Santana 25-1

Development
- Designer: W. Shad Turner
- Location: United States
- Year: 1973
- No. built: 160
- Builder: W. D. Schock Corp
- Role: Racer

Boat
- Displacement: 4,050 lb (1,837 kg)
- Draft: 4.08 ft (1.24 m)

Hull
- Type: monohull
- Construction: fiberglass
- LOA: 24.58 ft (7.49 m)
- LWL: 19.50 ft (5.94 m)
- Beam: 7.82 ft (2.38 m)
- Engine: outboard motor

Hull appendages
- Keel: fin keel
- Ballast: 1,800 lb (816 kg)
- Rudder: transom-mounted rudder

Rig
- Rig type: Bermuda rig
- I foretriangle height: 31.16 ft (9.50 m)
- J foretriangle base: 10.00 ft (3.05 m)
- P mainsail luff: 27.00 ft (8.23 m)
- E mainsail foot: 7.83 ft (2.39 m)

Sails
- Sailplan: masthead sloop
- Mainsail area: 105.71 sq ft (9.821 m^{2})
- Jib/genoa area: 155.80 sq ft (14.474 m^{2})
- Total sail area: 261.51 sq ft (24.295 m^{2})

Racing
- PHRF: 222

= Santana 25 =

1970s IOR keelboat design

The Santana 25 is a recreational keelboat designed by W. Shad Turner as an International Offshore Rule Quarter Ton class racer and first built in 1973. The boat was Turner's first design.

==Production==
The design was built by W. D. Schock Corp in the United States, from 1973 to 1977 but it is now out of production.

==Design==
The Santana 25 is built predominantly of fiberglass, with wood trim. It has a masthead sloop rig, a raked stem, a reverse transom, a transom-hung rudder controlled by a tiller and a fixed fin keel or swing keel. The fixed keel model displaces 4050 lb and carries 1800 lb of ballast, while the swing keel model displaces 3600 lb and carries 1370 lb of ballast. The swing keel model also has less sail area.

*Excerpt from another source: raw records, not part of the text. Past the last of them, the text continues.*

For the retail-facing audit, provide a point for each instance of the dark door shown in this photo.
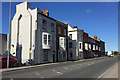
(53, 57)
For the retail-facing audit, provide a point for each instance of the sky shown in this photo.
(95, 18)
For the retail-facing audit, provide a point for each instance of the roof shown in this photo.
(46, 16)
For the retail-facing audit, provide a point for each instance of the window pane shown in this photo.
(80, 45)
(70, 45)
(52, 26)
(70, 35)
(65, 32)
(45, 55)
(59, 29)
(45, 39)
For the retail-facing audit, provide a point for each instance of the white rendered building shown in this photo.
(75, 43)
(33, 35)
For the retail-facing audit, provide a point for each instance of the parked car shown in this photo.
(12, 62)
(111, 55)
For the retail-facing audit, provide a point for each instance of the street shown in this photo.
(92, 68)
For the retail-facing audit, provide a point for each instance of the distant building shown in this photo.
(33, 35)
(61, 41)
(75, 43)
(85, 45)
(3, 43)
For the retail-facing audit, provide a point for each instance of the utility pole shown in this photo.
(9, 35)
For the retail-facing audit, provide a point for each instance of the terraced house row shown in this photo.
(37, 36)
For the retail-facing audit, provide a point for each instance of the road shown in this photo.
(93, 68)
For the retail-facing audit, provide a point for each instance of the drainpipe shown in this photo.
(30, 35)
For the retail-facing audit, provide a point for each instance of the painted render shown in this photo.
(27, 35)
(75, 52)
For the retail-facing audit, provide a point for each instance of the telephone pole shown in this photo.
(9, 36)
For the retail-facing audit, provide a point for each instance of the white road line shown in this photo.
(92, 63)
(89, 64)
(104, 73)
(58, 72)
(53, 70)
(65, 67)
(78, 67)
(39, 75)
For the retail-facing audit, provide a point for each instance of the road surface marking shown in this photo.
(104, 73)
(74, 66)
(89, 64)
(39, 75)
(78, 67)
(58, 72)
(65, 67)
(53, 70)
(92, 63)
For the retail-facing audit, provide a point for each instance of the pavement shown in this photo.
(102, 67)
(47, 64)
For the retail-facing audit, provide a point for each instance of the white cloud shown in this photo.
(65, 21)
(88, 11)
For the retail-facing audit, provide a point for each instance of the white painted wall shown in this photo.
(30, 34)
(77, 53)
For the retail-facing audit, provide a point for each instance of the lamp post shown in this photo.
(9, 36)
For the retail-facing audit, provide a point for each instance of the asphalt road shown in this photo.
(76, 69)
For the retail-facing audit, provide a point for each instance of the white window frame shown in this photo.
(59, 30)
(63, 41)
(48, 34)
(86, 46)
(81, 45)
(70, 36)
(45, 54)
(94, 47)
(90, 46)
(44, 25)
(65, 32)
(52, 26)
(99, 48)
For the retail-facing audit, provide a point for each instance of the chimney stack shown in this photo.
(46, 12)
(95, 37)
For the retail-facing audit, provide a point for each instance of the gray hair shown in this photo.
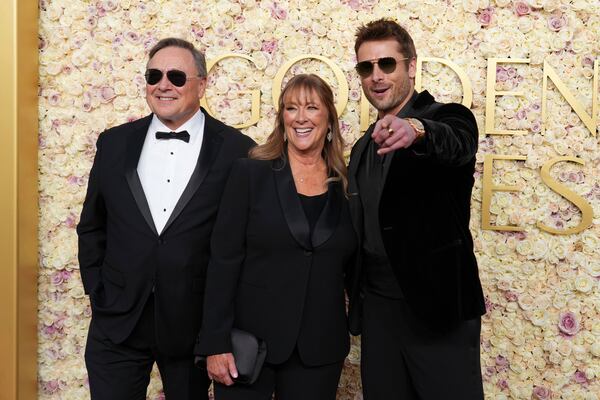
(199, 59)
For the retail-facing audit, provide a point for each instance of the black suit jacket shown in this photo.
(424, 213)
(121, 256)
(268, 276)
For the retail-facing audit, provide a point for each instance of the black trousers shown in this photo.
(122, 371)
(403, 359)
(291, 380)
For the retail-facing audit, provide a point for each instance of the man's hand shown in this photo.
(221, 368)
(392, 133)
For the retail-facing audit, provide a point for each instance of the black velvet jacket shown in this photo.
(424, 213)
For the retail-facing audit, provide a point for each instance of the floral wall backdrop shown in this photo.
(541, 335)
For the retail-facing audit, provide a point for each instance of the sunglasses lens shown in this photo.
(364, 68)
(177, 78)
(387, 64)
(153, 76)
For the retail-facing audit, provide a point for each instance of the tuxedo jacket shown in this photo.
(269, 276)
(424, 212)
(122, 257)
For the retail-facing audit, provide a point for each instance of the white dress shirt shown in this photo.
(166, 165)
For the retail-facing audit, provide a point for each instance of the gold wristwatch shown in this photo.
(417, 126)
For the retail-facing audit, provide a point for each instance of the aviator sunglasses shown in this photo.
(386, 64)
(175, 76)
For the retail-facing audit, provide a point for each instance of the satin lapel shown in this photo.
(356, 156)
(134, 149)
(330, 216)
(211, 144)
(291, 206)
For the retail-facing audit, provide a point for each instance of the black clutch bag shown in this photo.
(249, 353)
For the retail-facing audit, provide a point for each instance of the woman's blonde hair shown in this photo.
(333, 151)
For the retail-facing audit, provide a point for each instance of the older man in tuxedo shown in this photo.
(144, 232)
(410, 182)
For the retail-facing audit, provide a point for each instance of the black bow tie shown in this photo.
(183, 135)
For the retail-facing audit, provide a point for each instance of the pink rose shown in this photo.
(269, 46)
(541, 393)
(588, 61)
(511, 296)
(502, 384)
(568, 323)
(501, 363)
(522, 8)
(557, 22)
(501, 74)
(278, 12)
(107, 94)
(57, 278)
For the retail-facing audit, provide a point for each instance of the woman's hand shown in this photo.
(221, 368)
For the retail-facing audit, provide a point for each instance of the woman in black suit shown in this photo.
(281, 246)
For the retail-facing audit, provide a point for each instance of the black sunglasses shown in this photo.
(175, 76)
(386, 64)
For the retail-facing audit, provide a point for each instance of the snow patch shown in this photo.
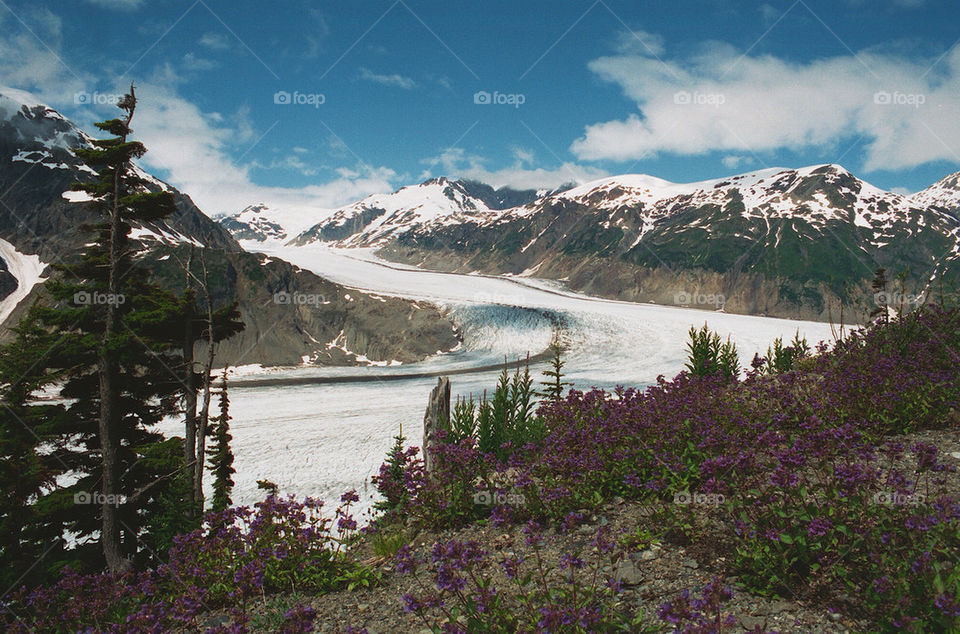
(26, 269)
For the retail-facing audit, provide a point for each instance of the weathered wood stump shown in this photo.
(437, 417)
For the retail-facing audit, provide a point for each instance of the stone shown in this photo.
(776, 607)
(628, 573)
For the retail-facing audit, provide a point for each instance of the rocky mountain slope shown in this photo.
(377, 219)
(291, 315)
(782, 242)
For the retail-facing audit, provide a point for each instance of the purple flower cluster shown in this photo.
(815, 484)
(238, 556)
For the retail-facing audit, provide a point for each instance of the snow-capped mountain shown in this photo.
(266, 224)
(377, 219)
(777, 241)
(42, 221)
(944, 194)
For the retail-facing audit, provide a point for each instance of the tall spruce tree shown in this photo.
(201, 324)
(111, 324)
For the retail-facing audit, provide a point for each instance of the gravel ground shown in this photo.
(651, 574)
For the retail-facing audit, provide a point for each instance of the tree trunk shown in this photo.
(437, 417)
(190, 390)
(205, 409)
(109, 397)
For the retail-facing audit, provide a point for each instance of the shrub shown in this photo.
(709, 356)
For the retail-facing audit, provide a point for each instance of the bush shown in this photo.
(238, 557)
(709, 356)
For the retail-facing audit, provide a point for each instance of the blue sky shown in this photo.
(315, 104)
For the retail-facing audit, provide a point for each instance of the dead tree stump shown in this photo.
(437, 417)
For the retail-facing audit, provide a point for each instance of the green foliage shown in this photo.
(781, 358)
(710, 356)
(554, 386)
(220, 454)
(505, 423)
(386, 541)
(390, 485)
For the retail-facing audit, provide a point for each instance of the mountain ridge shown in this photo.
(788, 242)
(42, 219)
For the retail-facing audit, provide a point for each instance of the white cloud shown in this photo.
(215, 41)
(193, 149)
(456, 163)
(33, 64)
(396, 80)
(733, 161)
(719, 101)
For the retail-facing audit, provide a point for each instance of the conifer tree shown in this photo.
(107, 324)
(554, 385)
(221, 456)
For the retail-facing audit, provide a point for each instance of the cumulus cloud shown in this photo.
(123, 5)
(395, 80)
(193, 148)
(904, 108)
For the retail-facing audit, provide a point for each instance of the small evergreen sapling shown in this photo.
(554, 386)
(710, 356)
(220, 454)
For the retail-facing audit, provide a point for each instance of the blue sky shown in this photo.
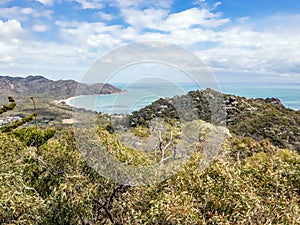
(239, 40)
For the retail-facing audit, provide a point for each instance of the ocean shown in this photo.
(141, 95)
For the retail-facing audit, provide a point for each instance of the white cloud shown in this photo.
(46, 2)
(10, 30)
(106, 16)
(159, 19)
(90, 4)
(23, 14)
(40, 28)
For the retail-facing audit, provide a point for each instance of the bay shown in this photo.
(139, 96)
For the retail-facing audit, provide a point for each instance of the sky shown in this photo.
(239, 40)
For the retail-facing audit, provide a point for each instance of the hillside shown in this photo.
(256, 118)
(38, 85)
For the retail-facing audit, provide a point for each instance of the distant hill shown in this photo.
(257, 118)
(38, 85)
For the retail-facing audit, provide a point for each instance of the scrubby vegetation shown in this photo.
(256, 118)
(254, 179)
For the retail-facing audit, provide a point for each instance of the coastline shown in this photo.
(68, 100)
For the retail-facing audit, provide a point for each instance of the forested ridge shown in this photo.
(254, 178)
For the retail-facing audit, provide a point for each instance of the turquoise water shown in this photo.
(138, 96)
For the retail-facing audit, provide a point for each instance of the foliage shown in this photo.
(57, 186)
(11, 106)
(255, 118)
(33, 137)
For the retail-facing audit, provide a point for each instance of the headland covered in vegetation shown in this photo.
(253, 178)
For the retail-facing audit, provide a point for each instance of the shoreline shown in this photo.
(67, 100)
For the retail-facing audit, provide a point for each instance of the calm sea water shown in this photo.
(138, 96)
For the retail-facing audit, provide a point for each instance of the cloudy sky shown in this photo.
(240, 40)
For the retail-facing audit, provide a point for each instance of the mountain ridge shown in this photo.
(39, 85)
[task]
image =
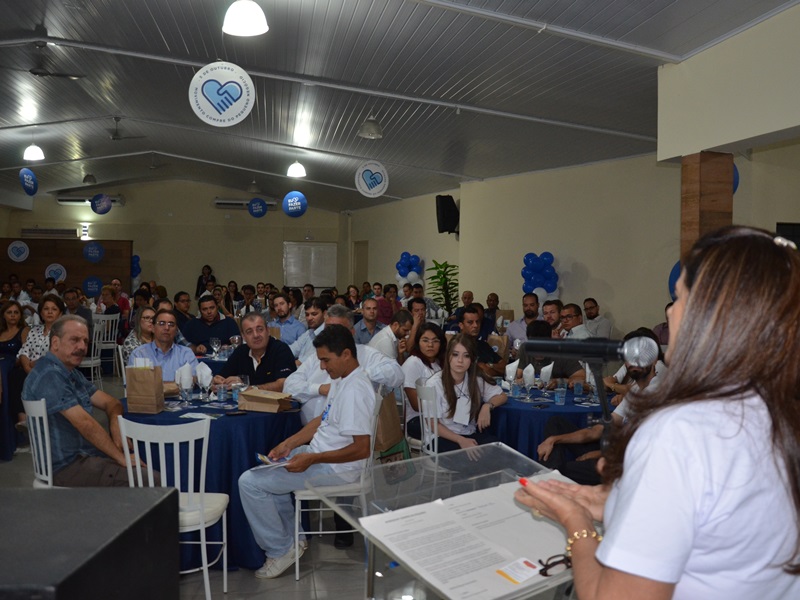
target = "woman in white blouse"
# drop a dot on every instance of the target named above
(425, 360)
(465, 399)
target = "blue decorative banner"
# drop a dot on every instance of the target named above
(94, 252)
(295, 204)
(257, 208)
(92, 286)
(101, 203)
(29, 182)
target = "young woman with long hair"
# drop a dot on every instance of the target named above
(701, 494)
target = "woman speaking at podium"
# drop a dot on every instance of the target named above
(701, 494)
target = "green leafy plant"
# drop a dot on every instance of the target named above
(443, 285)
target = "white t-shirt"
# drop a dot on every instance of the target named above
(703, 503)
(413, 369)
(348, 412)
(461, 423)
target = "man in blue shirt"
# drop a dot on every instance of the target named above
(291, 328)
(84, 454)
(163, 351)
(209, 324)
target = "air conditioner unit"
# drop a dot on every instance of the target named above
(62, 234)
(85, 200)
(237, 204)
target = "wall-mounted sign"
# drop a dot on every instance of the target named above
(372, 179)
(18, 251)
(221, 94)
(28, 181)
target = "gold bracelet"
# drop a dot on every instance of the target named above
(578, 535)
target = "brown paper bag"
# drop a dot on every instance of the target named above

The keel-equipped version of the boat has a draft of 4.08 ft, while the swing keel-equipped version has a draft of 5.5 ft with the centerboard extended and 2.58 ft with it retracted, allowing operation in shallow water, beaching or ground transportation on a trailer.

The boat is normally fitted with a small 6 to 8 hp outboard motor for docking and maneuvering.

The design has sleeping accommodation for four people, with a double "V"-berth in the bow cabin and two straight settees in the main cabin along with a swing table. The galley is located on both sides at the companionway ladder. The head is located just aft of the bow cabin on the starboard side. Cabin headroom is 62 in.

The design has a PHRF racing average handicap of 222 and a hull speed of 5.9 kn.

==Variants==
- Santana 25-1
This model was introduced in 1973 and produced until 1977 with 160 boats completed. It has a cast iron keel.
- Santana 25-2
This model was introduced in 1973. It has a revised cabin top and deck design, plus a lead keel.